I don’t believe I had ever been cool before. I had wanted to be cool, as most people yearn to be. But now that I had been defined by Bunky, who was entertaining and bore coolness in his sunburnt peeled nose, sunbleached hair, effecting beachy lingo, effortless cigarette huffing, I found my coolness repulsive. Bunky was already a sad case, a loser, adrift on a sea of money without the security of real affection.

I had some other coincidental moments with Bunker. I saw him on Ehukai Beach around the time he died. He overdosed, of course. He looked like a bloated barfly and was ranting like a stevedore, tossing his blonde mane around for full cinematic effect. His voice was unrecognizable from the 25 years that had intervened since our youth. I stepped up the beach as if to greet him, then turned and walked toward the parking lot. I had nothing to say. I had just gotten out of the water and did not want to dirty any part of me up.

Sometimes I say Sprinkel and people think they hear Spreckles. Sometimes I tell a story, sometimes I just say I am glad I am not.

Stunning conditions all the way down to Cruz. Not much swell, but a few sets especially at Montara and San Gregorio. Sunlit Tunitas is so charming but its normally blowing like hell, raining, or foggy with a sideshore piss wind. Waddel had some people out. Beaches curiously empty for such a beautiful Sunday afternoon.

SURF REPORT (3 August2009)

Barely breaking at Asilomar. The calm clarity of the day is revealed on satellite by the dry cut-off low spinning a few hundred miles to the west, keeping the fogbank in check.

Dallied at the Deer Haven Inn on Sinex, reading, writing. Wanted a Peete’s real bad, then ducked that chain-store for the East Village CafĂ© (498 Washington) which produces a fine cup o’chino. Tired pastry, but we are spoiled. Got another chino to go!

Up the 68 toward Salinas.Worked the Spreckles cutoff to 101, past the best farmland in the region. Yo, Bunky, you might have commanded all this farm instead of pissing it away with Dora at Impossibles. Its all the same, though, bro, I guess its all the same.

Spreckles, CA, 93962. California and Hawaii sugar ( C and H on the bag and box). Pioneered with sugar beets, now producing Tanimura’s lettuce and broccoli. We ran down through the Salinas Valley in full production. Huge teams of people harvesting into automated packing systems, probably twelve to fifteen people on a line. Promised ourselves to take the Jolon Road to Big Sur. Last Accomplished in 1971.

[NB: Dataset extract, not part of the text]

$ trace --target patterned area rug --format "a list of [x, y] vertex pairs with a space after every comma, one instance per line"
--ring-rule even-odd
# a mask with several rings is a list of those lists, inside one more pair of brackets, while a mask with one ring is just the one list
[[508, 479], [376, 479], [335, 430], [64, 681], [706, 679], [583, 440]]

Pulled in at the Cal Poly SLO Organic Farm as they were just putting together their CSA. Chatted with Anastasia while she dandled her infant. They have done well and expanded.

Eating well in San Luis Obispo though is still untenable. We rummage our histories of medoicrity in the place and seize on a trip to provision at New Frontier aiming to picnic with Cesar in Pismo. We snare two heads of Romaine, a lemon, garlic, Parmesan, and some artisan organic bread named Provincio from Minneapolis. We were about to bag the old conventional standby from La Brea when O found the Provincio. $7.59 is an above average cost for superior value.

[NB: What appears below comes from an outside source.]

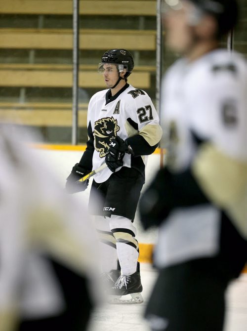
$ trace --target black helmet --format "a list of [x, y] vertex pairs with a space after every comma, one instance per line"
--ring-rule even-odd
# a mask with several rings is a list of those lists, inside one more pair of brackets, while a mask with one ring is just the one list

We are going with the price upgrades, and done with the fearful attitudes and cranky tone. Raise all the boats, and ignore the beurgeoise insistence to be cheap, aka affordable. Cheap benefits the mass producer. And this cheapness is draining the middle class down, as if they drink their own blood.

Rolling south past Avila, we spied a little beach access north of Pismo, in Shell beach and made our salad with anchovies from Boulets Larder with the impeccable Spanish Merola olive oil using the All Star organic smoked salt, all from the SaturdayFerry Farmers Market. We lazed on a comforter under the cypress and drank cold Per Bacco Pinot Grigio from De Palo’s store, ate the last of Golam’s dried persimmons from last fall and watched a southwest swell hit the little reef below while a personal water craft marred the silence with its querulous whine.

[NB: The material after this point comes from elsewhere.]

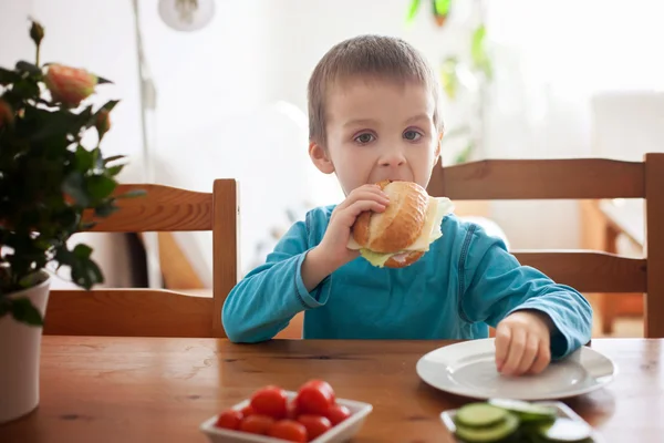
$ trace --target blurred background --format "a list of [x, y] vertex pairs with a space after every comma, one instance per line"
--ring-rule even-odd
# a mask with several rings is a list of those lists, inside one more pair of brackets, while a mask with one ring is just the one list
[[[381, 33], [424, 52], [445, 90], [446, 164], [641, 159], [664, 151], [663, 16], [657, 0], [0, 0], [0, 65], [32, 56], [34, 17], [46, 32], [43, 60], [114, 82], [97, 100], [122, 100], [104, 141], [108, 155], [131, 156], [122, 181], [210, 192], [215, 178], [239, 179], [246, 272], [310, 207], [342, 198], [307, 154], [307, 81], [333, 44]], [[614, 246], [635, 256], [642, 210], [641, 202], [459, 204], [513, 249], [606, 249], [600, 231], [618, 220]], [[131, 238], [83, 236], [107, 286], [136, 285]], [[145, 285], [211, 287], [210, 233], [143, 245]], [[606, 308], [615, 321], [599, 317], [598, 333], [639, 336], [639, 297]]]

Everything south of there was flat until we got to Solimar. Justin and his friend were suiting up at Nuckles as we drove past.

We arrive at the Farmer and The Cook to discover further evidence of our drear un-professionalism. Its really too much to expect something like this to function because it is all done without design. Its like perpindicular sets of wheels on the same vehicle. One end thinks it making a turn, the other is still in the parking lot.